Increases in treatment pressure used in HP treatment resulted in decreased amounts of caseins, while whey proteins adsorbed onto the surface layers of fat globules increased. This was probably due to the dissociation of casein micelles under HP treatment and the interactions between HP-induced denatured whey proteins and casein particles on the surface layers of fat globules.
Combined heat and HP treatments induced changes on adsorbed caseins and whey proteins on fat globule surface layers. HP treatment induced additional denaturation of whey proteins in heated milks, resulting in slightly increased amounts of denatured whey protein adsorbed onto the surface layers.

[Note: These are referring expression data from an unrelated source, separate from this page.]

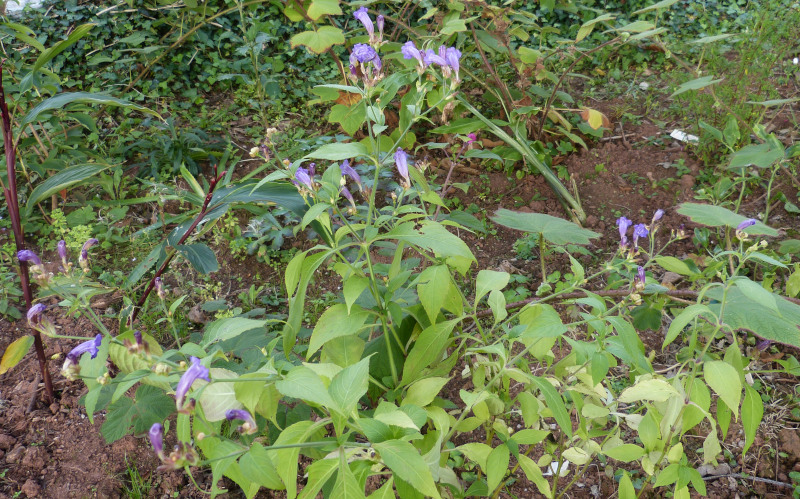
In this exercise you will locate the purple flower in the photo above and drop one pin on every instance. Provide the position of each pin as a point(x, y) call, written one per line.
point(401, 160)
point(35, 314)
point(29, 257)
point(348, 170)
point(639, 230)
point(452, 55)
point(195, 371)
point(303, 178)
point(623, 223)
point(156, 435)
point(90, 346)
point(249, 426)
point(746, 223)
point(410, 51)
point(362, 15)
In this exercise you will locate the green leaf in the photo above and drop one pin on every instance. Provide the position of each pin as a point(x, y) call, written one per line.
point(717, 216)
point(66, 178)
point(230, 327)
point(406, 463)
point(319, 41)
point(752, 414)
point(555, 403)
point(349, 385)
point(319, 8)
point(724, 380)
point(497, 466)
point(339, 151)
point(217, 398)
point(304, 384)
point(489, 280)
point(62, 99)
point(554, 230)
point(427, 349)
point(200, 256)
point(696, 84)
point(759, 155)
point(15, 352)
point(257, 465)
point(334, 323)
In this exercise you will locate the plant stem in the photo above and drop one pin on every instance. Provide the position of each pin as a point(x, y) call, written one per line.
point(10, 193)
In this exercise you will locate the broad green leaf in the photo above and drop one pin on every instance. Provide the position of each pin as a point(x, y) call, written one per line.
point(62, 99)
point(230, 327)
point(489, 280)
point(200, 256)
point(349, 385)
point(554, 230)
point(320, 40)
point(257, 465)
point(759, 155)
point(319, 8)
point(339, 151)
point(555, 403)
point(696, 84)
point(304, 384)
point(656, 390)
point(66, 178)
point(497, 466)
point(334, 323)
point(217, 398)
point(724, 380)
point(15, 352)
point(427, 349)
point(406, 463)
point(422, 392)
point(717, 216)
point(752, 413)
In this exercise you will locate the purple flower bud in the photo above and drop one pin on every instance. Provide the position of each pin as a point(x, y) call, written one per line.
point(410, 51)
point(348, 170)
point(156, 435)
point(623, 223)
point(640, 230)
point(90, 346)
point(401, 160)
point(35, 314)
point(195, 371)
point(29, 257)
point(746, 223)
point(249, 427)
point(362, 15)
point(303, 178)
point(62, 251)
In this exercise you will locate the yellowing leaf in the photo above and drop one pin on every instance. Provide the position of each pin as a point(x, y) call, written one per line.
point(15, 352)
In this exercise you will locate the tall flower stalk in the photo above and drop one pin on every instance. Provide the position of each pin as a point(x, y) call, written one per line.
point(10, 193)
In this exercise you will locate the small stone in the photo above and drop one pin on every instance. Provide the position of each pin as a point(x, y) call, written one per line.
point(7, 441)
point(15, 455)
point(31, 488)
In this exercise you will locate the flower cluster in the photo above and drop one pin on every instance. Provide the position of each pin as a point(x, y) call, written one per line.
point(447, 58)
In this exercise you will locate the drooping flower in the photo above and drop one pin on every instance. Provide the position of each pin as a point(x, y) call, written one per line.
point(83, 259)
point(623, 223)
point(410, 51)
point(362, 15)
point(248, 427)
point(348, 170)
point(196, 371)
point(401, 160)
point(639, 230)
point(156, 435)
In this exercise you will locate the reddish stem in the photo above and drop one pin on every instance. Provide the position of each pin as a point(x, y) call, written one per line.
point(10, 193)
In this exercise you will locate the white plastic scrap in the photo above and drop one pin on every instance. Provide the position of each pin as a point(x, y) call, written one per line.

Gelation pH, final G? and yield stress values of acid gels prepared from recombined milks heated before or after homogenization were dependent on temperature, holding time and the placement of heat treatment. These changes were attributed to the extent of denaturation of the whey proteins and their interactions with casein particles adsorbed onto the fat globule surface and in the serum. Differences in acid gels prepared from recombined milks heated before and after homogenization were
attributed to the relative proportions of caseins and whey proteins at the surface layers of fat globules resulting in different interactions with protein strands in the gel network.
The acid gels prepared from recombined milks HP-treated either before or after homogenization had shorter gelation times, higher gelation pH, final G? and yield stress values compared with untreated recombined milk and the effects were dependent on treatment pressure, temperature, holding time and the placement of HP treatment. The denaturation of whey proteins and their interactions with casein particles were responsible for these changes. In HP-treated recombined milks the proportions of caseins and denatured whey proteins adsorbed onto the surface layers of fat globules had significant effects on the acid gel structure. When HP treatment was applied after homogenization, the proteins on the surface layer were present as a layer which might provide better sites for the interactions with the protein strands in the gel matrix.
The application of these processing treatments to recombined milk could provide new avenues to the dairy industry for manufacturing novel products with enhanced texture and nutritional properties.